I simply meant that it could be possible to have such kind of extensions (K-BFGS) where the user could choose addition techniques to get some advantage while running Krotov.
As they mention, it is beyond the scope of this paper and was merely a comment.
The code snippet in Section 2 run fine on my Mac.
Just a suggestion, or idea: in the table that is printed when running `krotov.optimize_pulses`, words could define the quantities at the beginning of the columns. Like, over
"J_T" have "final t. functional", in the next column "running cost", or similar, and so on. For an experienced krotov user this is trivial, but maybe for a newcomer it would help grasp what's happening.
- The Liouvillian is not explicitly introduced in Eq. (3), and it could be mentioned it is not a Hermitian matrix.
- Just as a suggestion, maybe the initial and target states expressions, present in Eq. (6), could be introduced in the relevant main text discussion occurring after Eq. (3), for redundancy between the general concept of optimal control and Krotov's.
- Now, after the equation reshuffling of Sec. 2.1, the shape function $S(t)$ is not defined when it is first introduced, immediately after Eq. (8).

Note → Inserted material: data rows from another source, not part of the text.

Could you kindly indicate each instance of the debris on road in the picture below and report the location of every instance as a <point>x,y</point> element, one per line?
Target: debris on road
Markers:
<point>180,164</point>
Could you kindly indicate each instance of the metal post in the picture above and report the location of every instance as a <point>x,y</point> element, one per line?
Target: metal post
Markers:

- the small equal sign under the braces is a bit confusing and maybe not necessary
- The frequency $\omega$ and control pulse $\epsilon(t)$ could be introduced in Section 2.3 also before the code block, even if the control pulse concept has been introduced in the previous sections.

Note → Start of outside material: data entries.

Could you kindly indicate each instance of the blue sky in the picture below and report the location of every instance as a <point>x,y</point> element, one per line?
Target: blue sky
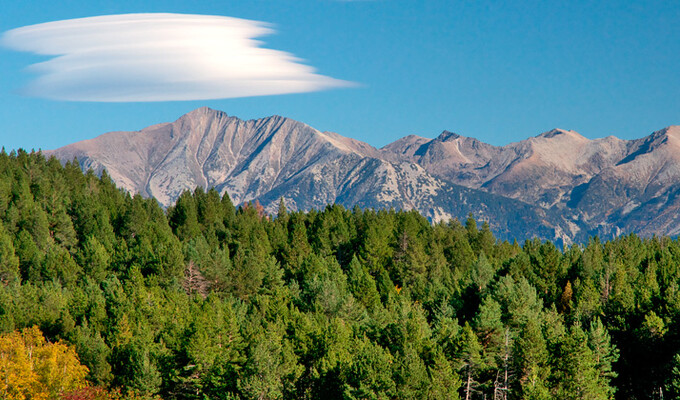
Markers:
<point>498,71</point>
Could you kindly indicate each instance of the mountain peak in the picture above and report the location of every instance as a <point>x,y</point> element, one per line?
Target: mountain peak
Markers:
<point>447,135</point>
<point>560,133</point>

- After Eq. (12) on page 10, it would be clearer to cite `Results` as `qutip.Results`, otherwise it seems the Results are a krotov class. I am a bit confused here, because looking at the code, there is a result.py file and a Result class defined therein, but running help(krotov.Result) prompts an error message; indeed help(opt_dynamics) tells it's a qutip.Result object from the mesolve dynamics.

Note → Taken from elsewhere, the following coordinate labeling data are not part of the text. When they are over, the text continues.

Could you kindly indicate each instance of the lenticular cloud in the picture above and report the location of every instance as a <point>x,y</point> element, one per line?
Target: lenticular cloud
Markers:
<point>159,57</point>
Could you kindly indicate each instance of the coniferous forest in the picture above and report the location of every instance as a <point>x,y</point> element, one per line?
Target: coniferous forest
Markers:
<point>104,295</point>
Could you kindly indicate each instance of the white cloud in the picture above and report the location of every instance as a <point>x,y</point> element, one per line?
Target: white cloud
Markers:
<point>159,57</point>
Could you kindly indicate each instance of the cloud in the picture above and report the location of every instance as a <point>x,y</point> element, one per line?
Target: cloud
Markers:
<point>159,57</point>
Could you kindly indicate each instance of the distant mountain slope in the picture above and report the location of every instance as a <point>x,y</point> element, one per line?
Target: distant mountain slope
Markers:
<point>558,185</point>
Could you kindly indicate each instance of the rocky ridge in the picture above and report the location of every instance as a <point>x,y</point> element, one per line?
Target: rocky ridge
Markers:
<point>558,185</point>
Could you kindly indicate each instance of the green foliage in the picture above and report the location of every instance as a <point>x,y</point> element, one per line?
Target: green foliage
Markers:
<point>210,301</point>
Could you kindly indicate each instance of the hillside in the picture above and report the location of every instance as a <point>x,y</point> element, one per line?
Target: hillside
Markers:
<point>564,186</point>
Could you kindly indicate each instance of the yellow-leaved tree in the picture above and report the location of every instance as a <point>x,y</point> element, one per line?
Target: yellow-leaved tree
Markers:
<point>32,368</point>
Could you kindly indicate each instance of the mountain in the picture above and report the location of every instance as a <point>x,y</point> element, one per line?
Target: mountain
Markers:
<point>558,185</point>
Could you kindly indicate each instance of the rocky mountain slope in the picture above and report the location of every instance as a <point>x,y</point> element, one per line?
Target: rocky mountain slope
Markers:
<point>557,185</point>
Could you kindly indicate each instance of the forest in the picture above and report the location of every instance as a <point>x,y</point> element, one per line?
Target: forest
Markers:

- In references, Ref. 14 is missing volume and page, Ref. 29 "rydberg" needs capital R.
Just an idea (not something to address in resubmission): the print message during the optimization, instead of having start and end date and time, could just report the total running time.
Anonymous Report 2 on 2019-10-17 (Invited Report)
- Cite as: Anonymous, Report on arXiv:1902.11284v4, delivered 2019-10-16, doi: 10.21468/SciPost.Report.1237
1. The Krotov method is well-known in the optimal control community.
2. The addition of a high-quality open-source implementation is very welcome and could be of use to a large audience of both optimal control theoreticians and experimentalists.
3. The manuscript has been significantly revised and improved.
The manuscript is still short of a paragon of clarity.
The Authors have made significant changes to the manuscript, and as a result it is significantly improved.
It now clears the bar for publication.
No further changes are required prior to publication.
I would suggest the Authors consider tweaking the first page of section 2.2 (the discussion prior to eq. 6), as it is still not as clear as it can be. For example eq. 5 and the surrounding discussion
would probably be better if they appear after eq. 8. This is optional, and left to the Authors' discretion.